The Group continues to focus on environmentally friendly business practices. Many of these initiatives make good business sense in that they form part of the Group’s continuing drive to improve efficiencies. The new development at Super Park has included energy efficient lighting, solar electricity generation and heating and the re-use of waste water for the Truck Wash. The Group continues to replace office lights with LED lights for further electricity saving. During the current year total emissions increased as a result of the inclusion of acquisitions.

The Group continues to ensure that its vehicles are properly maintained and not overloaded. Along with continuous driver training, this ensures that carbon emissions from all vehicles meet manufacturers’ specifications. Unfortunately the Group has no control over the Fuel Emission Standards. Currently South African Fuel complies with “Euro-2 Standard”. Europe is on “Euro-5 Standard”. It is unclear when South Africa will move to the “Euro-5 Standard”.

SG Fleet has had a carbon reduction programme in place since 2008. In that period SG Fleet has achieved a 24.8% (2016: 13.3%) reduction in emissions measured as per 1 000 cars against a target of 20%.

During the 2015, 2016 and 2017 financial years ended 30 June, the Group reported that its carbon emissions were as follows:

Description  1 July 2014
to 30 June 2015
Total C02e tonnes 
1 July 2015
to 30 June 2016
Total C02e tonnes 
1 July 2016
to 30 June 2017
C02e tonnes 1,4 
to FY2017  % 
Road travel 2  216 607  203 480  247 360  21.56 
Electricity  53 568  54 451  61 700  13.31 
Other 3  1 307  2 456  3 016  22.80 
Total  271 482  260 387  312 076  19.85 
CO2e tonnes per R1 billion turnover  16 415  10 941  11 027  (00.01) 


1 These figures include SG IN tIME and the Western Cape Dealerships for the first time.
2 The increase in Road Travel Emissions results from increases in kilometers travelled in SG Coal. In addition there were increases in Dealerships UK as a result of increased sales and services at the dealerships.
3 Includes generator fuel, air travel, hotels, waste and water. This figure increased in FY2017 as a result of increased international travel following the expansion into new geographical areas and additional locations as a result of acquisitions included for the first time.
4 The figures in the table do not include EAG and Legend Logistics, which will be reported from 1 July 2017.

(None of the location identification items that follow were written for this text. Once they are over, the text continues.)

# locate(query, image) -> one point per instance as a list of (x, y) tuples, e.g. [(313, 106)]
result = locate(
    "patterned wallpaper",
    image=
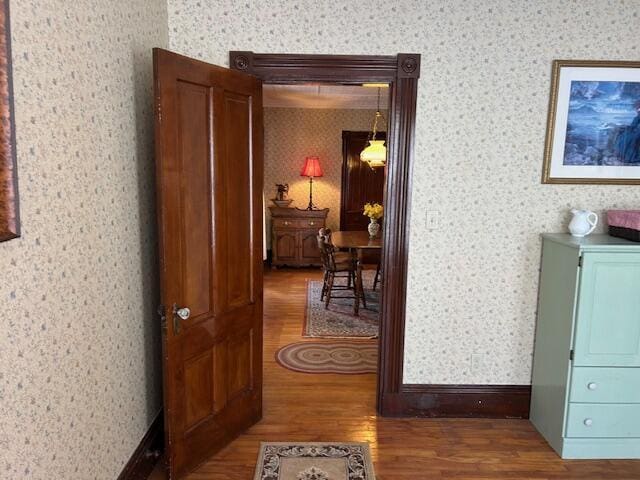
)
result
[(481, 124), (80, 375), (290, 135)]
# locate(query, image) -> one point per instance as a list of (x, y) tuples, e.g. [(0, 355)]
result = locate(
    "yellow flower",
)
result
[(373, 210)]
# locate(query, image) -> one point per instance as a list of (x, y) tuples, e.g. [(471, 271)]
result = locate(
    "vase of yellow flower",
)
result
[(374, 211)]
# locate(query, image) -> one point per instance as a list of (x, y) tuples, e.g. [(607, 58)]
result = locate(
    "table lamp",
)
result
[(311, 169)]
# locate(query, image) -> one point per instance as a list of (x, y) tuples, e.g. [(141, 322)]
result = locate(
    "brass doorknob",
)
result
[(183, 313)]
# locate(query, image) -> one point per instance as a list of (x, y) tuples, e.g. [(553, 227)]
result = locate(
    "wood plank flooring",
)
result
[(304, 407)]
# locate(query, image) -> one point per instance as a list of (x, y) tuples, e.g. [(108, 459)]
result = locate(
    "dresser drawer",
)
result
[(600, 420), (298, 223), (605, 385)]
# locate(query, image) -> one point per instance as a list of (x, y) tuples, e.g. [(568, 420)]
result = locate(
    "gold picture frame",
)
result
[(550, 162)]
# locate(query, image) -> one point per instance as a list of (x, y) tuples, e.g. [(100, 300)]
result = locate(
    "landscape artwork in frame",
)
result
[(593, 131)]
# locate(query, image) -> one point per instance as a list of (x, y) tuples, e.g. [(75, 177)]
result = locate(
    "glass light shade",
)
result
[(311, 167), (375, 154)]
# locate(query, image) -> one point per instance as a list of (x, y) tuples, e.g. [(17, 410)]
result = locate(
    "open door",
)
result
[(209, 163)]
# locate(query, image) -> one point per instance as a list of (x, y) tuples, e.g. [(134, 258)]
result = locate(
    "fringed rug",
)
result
[(350, 358), (338, 320), (314, 461)]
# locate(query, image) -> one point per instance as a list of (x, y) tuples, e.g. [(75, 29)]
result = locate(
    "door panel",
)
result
[(199, 388), (237, 203), (608, 327), (360, 183), (209, 177), (195, 117)]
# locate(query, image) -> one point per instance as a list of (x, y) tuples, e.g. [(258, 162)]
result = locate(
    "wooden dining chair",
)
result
[(337, 264)]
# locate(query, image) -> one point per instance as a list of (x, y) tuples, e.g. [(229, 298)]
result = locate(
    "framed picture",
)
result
[(593, 129), (9, 218)]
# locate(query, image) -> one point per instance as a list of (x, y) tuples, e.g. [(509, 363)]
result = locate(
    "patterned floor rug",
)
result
[(351, 358), (338, 320), (314, 461)]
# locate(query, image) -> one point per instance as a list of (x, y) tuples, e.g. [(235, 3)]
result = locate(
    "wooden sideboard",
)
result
[(294, 236)]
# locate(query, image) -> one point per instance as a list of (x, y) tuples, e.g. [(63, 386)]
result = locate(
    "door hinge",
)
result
[(162, 311)]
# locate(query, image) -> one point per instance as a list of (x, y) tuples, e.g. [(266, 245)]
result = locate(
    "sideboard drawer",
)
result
[(600, 420), (605, 385), (298, 223)]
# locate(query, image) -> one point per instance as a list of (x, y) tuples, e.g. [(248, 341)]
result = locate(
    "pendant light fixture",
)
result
[(375, 154)]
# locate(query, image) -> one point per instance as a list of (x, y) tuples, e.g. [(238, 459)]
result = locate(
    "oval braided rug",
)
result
[(330, 357)]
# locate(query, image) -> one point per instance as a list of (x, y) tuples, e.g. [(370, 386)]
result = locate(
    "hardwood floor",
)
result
[(308, 407)]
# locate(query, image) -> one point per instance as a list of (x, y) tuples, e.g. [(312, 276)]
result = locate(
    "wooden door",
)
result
[(360, 183), (608, 321), (209, 184)]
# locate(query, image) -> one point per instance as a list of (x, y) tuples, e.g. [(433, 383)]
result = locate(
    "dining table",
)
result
[(357, 242)]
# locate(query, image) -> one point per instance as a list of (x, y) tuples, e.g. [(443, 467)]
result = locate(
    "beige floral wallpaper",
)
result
[(79, 376), (481, 123), (290, 135)]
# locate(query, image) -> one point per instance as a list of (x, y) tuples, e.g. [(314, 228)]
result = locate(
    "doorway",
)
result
[(209, 173), (401, 72)]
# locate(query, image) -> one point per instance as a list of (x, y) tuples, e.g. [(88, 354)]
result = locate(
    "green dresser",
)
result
[(585, 397)]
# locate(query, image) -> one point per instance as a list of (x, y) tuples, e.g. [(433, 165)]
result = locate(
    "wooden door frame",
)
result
[(401, 72)]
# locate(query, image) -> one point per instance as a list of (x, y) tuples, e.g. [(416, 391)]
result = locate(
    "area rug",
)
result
[(338, 320), (314, 461), (351, 358)]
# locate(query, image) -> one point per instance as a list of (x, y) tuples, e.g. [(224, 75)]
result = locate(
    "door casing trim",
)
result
[(402, 72)]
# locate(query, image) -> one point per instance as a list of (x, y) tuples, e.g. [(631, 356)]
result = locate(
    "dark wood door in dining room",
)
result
[(209, 170), (360, 183)]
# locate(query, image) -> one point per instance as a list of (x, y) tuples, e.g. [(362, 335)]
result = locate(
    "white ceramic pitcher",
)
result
[(583, 222)]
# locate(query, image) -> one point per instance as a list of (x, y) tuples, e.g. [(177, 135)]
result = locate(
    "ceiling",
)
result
[(324, 96)]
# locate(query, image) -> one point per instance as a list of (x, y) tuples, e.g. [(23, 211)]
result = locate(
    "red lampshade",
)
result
[(311, 167)]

This data is used to implement programmes to control, mitigate and reduce where possible the carbon emissions used by the Group. Road travel comprises the most material element of the Group’s carbon footprint and as a result of having no control over Fuel Emission Standards, the Group does not believe there is any benefit in setting emission reduction targets. The Group recognises both the financial and environmental benefits of ongoing carbon emission reduction and will continue to look for opportunities to reduce its carbon footprint.

Despite adding 27 locations from which carbon data is collected for the year, there is a marginal increase in CO2e emissions per R1 billion of turnover from FY2016 to FY2017. This is a result of the Groups’ efforts to reduce CO2e emissions within the business units.